After the jump is something I wrote about 18 months ago while casting about for a dissertation project. I now think that the concerns expressed in the, uh, piece are too broad to make a workable dissertation, but there are a few interesting ideas there. I'm posting it here mostly for my own use, but feel free to comment. There have been a few (very) slight edits for the purposes of clarity.

February 24, 2004

[I] Kant improved on Hume in that Kant saw that empirical reality couldn't be understood as being completely mind independent, and that, therefore, the self could not be understood as a mere passive receptor but instead took an active role in constituting reality. But Kant also held that this thought could not be seperated from rationalism. Dewey and the pragmatists were a corrective to Kant in that they showed how to harmonize empiricism with the notion of an active self.
  • One of the core problems of latter day Kantian moral theory is that of showing how pure rationality could yield an other-directed morality (that is, the problem of showing how pure rationality could lead one to value other rational agents as such). The leading Kantians of two decades ago ago offered accounts which boiled down to rational consistency, but left it unclear why agents should be committed to consistency. More recent authors (Herman, Korsgaard) have given a fuller account of the way that agents develop conceptions of value over time. These proposals solve the problem of value commitment, but fail to explain why agents are constrained to choose a conception of value that fits Kantian precepts.
  • Pragmatic thought, especially that of Dewey, also has the resources to explain the development of a conception of value over time. Unlike Kantians, pragmatists seem not to be committed to the claim that all ethical rules are linked by a core commitment to autonomy (or, to the-self-as-rational). Since this is so, pragmatists are free to say that different activities each have their own distinctive good.


[II] Pragmatism shares with Kantianism the idea that agents ought to be responsive to other rational agents as such -- this much seems implicit in the ideal of inquiry. It is significant, however, that inquiry could be done independently. Or, to put the point another way, it is significant that it is a contingent fact that the world contains other reasoners. Our obligation to be responsive to such agents is similarly contingent.
  • Pragmatic thought provides a way to build an empirical conception of a reason responsive self. The pragmatic conception of the self is that of an agent who creates knowledge by interacting -- sometimes in a way that could be characterized as experimenting -- with the world. It turns out that some of the most salient features of the world in which we live are other other selves which interact with the world in similar ways. Moreover, these other selves both make demands on the agent and respond, sometimes favorably, to demands made by the agent. We can refer to these facts by saying that we exist in a social world. An important upshot of the fact that we live in a social world is that our interpretation of the world is fundamentally shaped by our perception of reasons. Which is to say that one of our basic projects is that of sorting out legitimate and illegitimate demands.

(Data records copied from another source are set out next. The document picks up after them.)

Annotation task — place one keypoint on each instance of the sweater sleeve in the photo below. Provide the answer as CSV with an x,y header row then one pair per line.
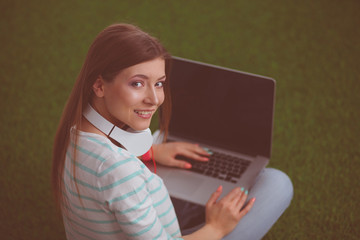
x,y
140,202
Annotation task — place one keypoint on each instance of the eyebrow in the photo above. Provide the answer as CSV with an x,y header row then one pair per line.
x,y
146,77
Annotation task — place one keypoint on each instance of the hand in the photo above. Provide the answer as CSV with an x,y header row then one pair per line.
x,y
165,153
224,215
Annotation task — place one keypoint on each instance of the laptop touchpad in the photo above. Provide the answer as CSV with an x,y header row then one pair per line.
x,y
182,184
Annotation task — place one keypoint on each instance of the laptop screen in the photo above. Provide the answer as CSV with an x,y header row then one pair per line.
x,y
221,107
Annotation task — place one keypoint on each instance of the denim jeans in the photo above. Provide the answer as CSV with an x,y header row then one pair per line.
x,y
273,191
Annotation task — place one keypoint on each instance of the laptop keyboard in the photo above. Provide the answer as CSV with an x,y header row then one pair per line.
x,y
221,166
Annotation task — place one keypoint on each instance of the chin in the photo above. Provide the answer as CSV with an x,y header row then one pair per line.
x,y
140,127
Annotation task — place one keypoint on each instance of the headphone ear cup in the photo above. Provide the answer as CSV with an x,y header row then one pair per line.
x,y
135,142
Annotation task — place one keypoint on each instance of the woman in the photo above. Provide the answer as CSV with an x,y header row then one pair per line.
x,y
103,190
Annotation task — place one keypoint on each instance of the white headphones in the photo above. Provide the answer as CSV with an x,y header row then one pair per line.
x,y
135,142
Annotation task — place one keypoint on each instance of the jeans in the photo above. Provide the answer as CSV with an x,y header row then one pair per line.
x,y
273,191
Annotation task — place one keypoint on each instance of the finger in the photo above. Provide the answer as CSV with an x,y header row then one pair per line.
x,y
180,164
195,148
233,195
195,156
202,151
241,200
247,208
214,197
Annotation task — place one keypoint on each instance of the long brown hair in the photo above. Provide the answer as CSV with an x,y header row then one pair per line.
x,y
115,48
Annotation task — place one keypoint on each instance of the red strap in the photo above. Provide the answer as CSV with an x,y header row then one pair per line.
x,y
148,156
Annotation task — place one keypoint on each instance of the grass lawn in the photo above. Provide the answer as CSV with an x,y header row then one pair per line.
x,y
312,49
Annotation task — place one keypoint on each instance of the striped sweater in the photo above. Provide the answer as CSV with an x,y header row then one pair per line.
x,y
117,196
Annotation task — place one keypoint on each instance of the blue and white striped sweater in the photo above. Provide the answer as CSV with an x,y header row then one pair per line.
x,y
118,197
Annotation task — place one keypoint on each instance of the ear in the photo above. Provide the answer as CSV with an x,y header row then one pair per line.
x,y
98,87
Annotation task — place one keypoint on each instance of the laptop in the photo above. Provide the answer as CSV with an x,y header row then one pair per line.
x,y
230,113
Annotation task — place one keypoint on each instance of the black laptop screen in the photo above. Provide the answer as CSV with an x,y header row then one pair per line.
x,y
222,107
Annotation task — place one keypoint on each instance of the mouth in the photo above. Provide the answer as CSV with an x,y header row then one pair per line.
x,y
146,114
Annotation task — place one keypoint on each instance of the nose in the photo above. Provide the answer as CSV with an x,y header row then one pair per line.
x,y
152,97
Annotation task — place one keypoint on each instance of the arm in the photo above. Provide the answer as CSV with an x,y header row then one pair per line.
x,y
165,153
222,216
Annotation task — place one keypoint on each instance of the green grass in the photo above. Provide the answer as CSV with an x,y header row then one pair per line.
x,y
310,47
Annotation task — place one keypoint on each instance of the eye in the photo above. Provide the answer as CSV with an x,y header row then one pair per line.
x,y
137,84
160,84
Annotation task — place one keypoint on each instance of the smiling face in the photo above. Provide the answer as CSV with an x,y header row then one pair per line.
x,y
133,96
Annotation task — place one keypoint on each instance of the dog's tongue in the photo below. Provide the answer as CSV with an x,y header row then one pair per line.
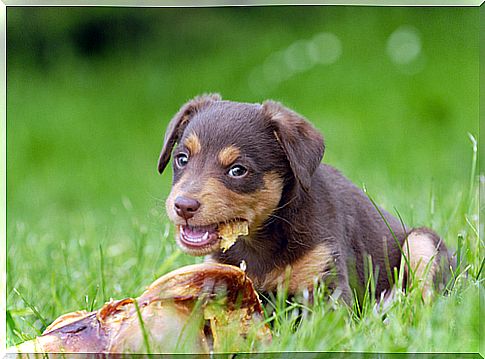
x,y
198,236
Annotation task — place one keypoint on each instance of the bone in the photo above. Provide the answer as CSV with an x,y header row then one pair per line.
x,y
200,308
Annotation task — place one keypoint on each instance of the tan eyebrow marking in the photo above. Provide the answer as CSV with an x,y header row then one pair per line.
x,y
192,143
228,155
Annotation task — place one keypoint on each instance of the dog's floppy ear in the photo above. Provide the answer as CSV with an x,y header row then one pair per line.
x,y
178,123
300,141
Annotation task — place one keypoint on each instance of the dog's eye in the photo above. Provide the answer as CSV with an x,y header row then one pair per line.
x,y
237,171
181,160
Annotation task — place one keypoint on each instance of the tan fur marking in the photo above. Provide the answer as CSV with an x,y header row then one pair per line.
x,y
299,275
420,251
192,143
219,204
223,204
228,155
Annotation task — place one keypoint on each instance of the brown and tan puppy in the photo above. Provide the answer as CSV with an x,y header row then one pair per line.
x,y
260,163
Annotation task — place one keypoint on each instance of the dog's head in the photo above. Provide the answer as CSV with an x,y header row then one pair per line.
x,y
233,162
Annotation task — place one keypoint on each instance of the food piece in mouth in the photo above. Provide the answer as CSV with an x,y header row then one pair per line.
x,y
229,232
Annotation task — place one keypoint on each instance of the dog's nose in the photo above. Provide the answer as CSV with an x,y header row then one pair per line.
x,y
186,207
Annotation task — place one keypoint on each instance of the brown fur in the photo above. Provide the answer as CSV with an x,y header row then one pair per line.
x,y
305,218
193,144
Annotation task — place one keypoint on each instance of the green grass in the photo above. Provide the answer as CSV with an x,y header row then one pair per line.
x,y
85,205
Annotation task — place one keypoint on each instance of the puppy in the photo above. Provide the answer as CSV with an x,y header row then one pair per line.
x,y
260,164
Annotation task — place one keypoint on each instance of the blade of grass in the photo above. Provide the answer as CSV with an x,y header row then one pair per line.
x,y
142,327
101,272
32,307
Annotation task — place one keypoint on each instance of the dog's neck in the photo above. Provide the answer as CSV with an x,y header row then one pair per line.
x,y
279,242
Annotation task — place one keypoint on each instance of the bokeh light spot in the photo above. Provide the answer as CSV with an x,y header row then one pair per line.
x,y
325,48
404,45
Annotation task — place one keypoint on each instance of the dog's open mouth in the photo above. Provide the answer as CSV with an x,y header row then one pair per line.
x,y
198,236
212,237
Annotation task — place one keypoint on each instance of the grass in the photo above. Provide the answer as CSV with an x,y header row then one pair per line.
x,y
86,219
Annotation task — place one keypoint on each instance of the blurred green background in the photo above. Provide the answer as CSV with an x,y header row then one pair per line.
x,y
91,90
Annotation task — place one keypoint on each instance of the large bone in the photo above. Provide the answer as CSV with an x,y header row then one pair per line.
x,y
198,309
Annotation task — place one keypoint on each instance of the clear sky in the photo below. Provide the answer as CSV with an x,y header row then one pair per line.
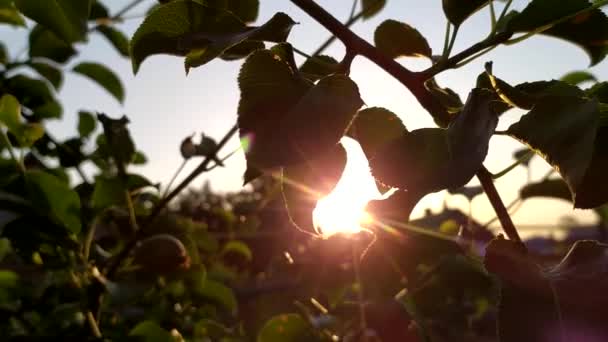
x,y
165,106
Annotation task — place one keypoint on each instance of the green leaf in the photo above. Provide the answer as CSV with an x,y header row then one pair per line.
x,y
150,331
103,76
448,98
242,50
219,293
375,127
285,328
324,112
588,29
10,116
372,7
44,43
318,67
578,77
396,39
66,18
98,11
305,183
8,279
432,159
51,73
549,303
276,30
457,11
139,158
54,196
117,38
86,123
9,14
269,88
238,247
118,139
161,254
110,191
189,28
3,54
32,93
35,95
564,131
10,112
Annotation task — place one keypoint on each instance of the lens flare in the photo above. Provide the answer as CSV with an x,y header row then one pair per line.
x,y
343,210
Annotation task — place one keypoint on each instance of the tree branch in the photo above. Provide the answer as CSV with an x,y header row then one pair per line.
x,y
113,267
411,80
415,83
485,178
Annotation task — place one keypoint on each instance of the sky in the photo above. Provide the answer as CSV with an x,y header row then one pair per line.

[III] Rawls identifies as fundamental to democratic thought the idea that the polity is composed of individuals who are capable of developing and acting on their own conception of the good. A second fundamental commitment is that this capacity justifies democratic forms of government. In particular, it justifies a commitment to democratic conceptions of equality.
  • About the only argument Rawls gives for either of these is the fact that both seem to be inseperable from a commitment to democratic forms of government. This line of thought boils down to: if you are committed to democracy, then you ought to be committed to this. But this seems circular, since the point was to justify the commitment to democracy.
  • In Theory (40), Rawls hints at another source for justifying this commitment, namely the Kantian idea of autonomy.
  • But the Kantian justification can't be satisfactory, since Kantianism isn't able to provide a compelling argument for the parallel point about individual reasoners. Pragmatism, on the other hand, does have the resources to provide an empirical account of the self which implies this claim.